2. La condition d’urgence à laquelle est subordonné le prononcé d’une mesure de suspension doit être regardée comme remplie lorsque la décision contestée préjudicie de manière suffisamment grave et immédiate à un intérêt public, à la situation du requérant ou aux intérêts qu’il entend défendre. Il appartient au juge des référés, saisi d’une demande tendant à la suspension d’une telle décision, d’apprécier concrètement, compte-tenu des justifications fournies par le requérant, si les effets de celle-ci sur la situation de ce dernier ou le cas échéant, des personnes concernées, sont de nature à caractériser une urgence justifiant que, sans attendre le jugement de la requête au fond, l’exécution de la décision soit suspendue.
3. Pour justifier l’urgence d’une suspension de l’exécution de la décision, née le 11 août 2025, par laquelle la commission de recours contre les décisions de refus de visa d’entrée en France a rejeté le recours formé contre le refus consulaire tendant à la délivrance à Mme B d’un visa de long séjour sollicité au titre de la réunification familiale, M. B, ressortissant afghan ayant obtenu le statut de réfugié, et son épouse invoquent la séparation du couple alors que celle-ci est enceinte et que M. B souhaite pouvoir assister à la naissance de son enfant prévu en octobre 2025. Toutefois, alors qu’il résulte de l’instruction que Mme B est médicalement prise en charge s’agissant de sa grossesse, sans qu’une situation particulière ne soit d’ailleurs démontrée, ni même alléguée, la circonstance que M. B ne puisse assister à l’accouchement de son épouse, dont il n’est pas établi qu’elle aurait quitté l’Iran, résulte du seul choix des intéressés et ne saurait être de nature à justifier de l’urgence qui s’attacherait à la suspension des effets de la décision litigieuse. Aussi, pour douloureuse que soit la séparation du couple, alors qu’il résulte toutefois de l’instruction que M. B est allé rendre visite à sa femme en Iran entre le 14 mai et le 29 mai 2025, la condition d’urgence au sens et pour l’application de l’article L. 521-1 du code de justice administrative ne peut être regardée comme remplie. Il y a lieu, par suite, de rejeter la requête en toutes ses conclusions, selon la procédure prévue à l’article L. 522-3 du code de justice administrative.
O R D O N N E :
Article 1er : La requête de M. et Mme B est rejetée.

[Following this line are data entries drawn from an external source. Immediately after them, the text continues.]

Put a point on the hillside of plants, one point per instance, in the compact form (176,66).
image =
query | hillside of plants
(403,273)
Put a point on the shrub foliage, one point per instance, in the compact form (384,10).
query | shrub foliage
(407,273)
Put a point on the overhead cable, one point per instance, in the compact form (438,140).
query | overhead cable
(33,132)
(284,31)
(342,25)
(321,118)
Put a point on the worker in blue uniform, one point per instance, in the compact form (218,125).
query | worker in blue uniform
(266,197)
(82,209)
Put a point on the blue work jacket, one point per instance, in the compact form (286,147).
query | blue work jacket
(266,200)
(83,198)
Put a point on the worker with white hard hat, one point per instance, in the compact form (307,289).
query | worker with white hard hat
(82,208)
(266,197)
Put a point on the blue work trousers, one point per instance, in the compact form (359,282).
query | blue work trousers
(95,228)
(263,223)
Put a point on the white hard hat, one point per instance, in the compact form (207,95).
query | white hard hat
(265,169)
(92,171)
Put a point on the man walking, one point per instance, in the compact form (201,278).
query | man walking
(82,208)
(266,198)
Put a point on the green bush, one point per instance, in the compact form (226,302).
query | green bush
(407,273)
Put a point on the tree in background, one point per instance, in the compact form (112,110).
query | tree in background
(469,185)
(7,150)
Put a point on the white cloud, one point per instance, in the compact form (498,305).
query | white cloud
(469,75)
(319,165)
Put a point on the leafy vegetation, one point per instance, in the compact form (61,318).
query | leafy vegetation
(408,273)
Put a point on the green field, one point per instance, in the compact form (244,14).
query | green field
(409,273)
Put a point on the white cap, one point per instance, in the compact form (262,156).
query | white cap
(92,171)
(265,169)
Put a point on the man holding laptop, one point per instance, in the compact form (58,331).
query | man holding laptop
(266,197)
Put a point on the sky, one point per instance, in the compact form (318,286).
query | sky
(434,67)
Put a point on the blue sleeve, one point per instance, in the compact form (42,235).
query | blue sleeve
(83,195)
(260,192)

Article 2 : La présente ordonnance sera notifiée à M. D B, à Mme C B et au ministre d’Etat, ministre de l’intérieur.
Fait à Nantes, le 23 septembre 2025.
Le juge des référés,
P. ROSIER
La République mande et ordonne au ministre d’Etat, ministre de l’intérieur, en ce qui le concerne et à tous commissaires de justice à ce requis en ce qui concerne les voies de droit commun, contre les parties privées, de pourvoir à l’exécution de la présente décision.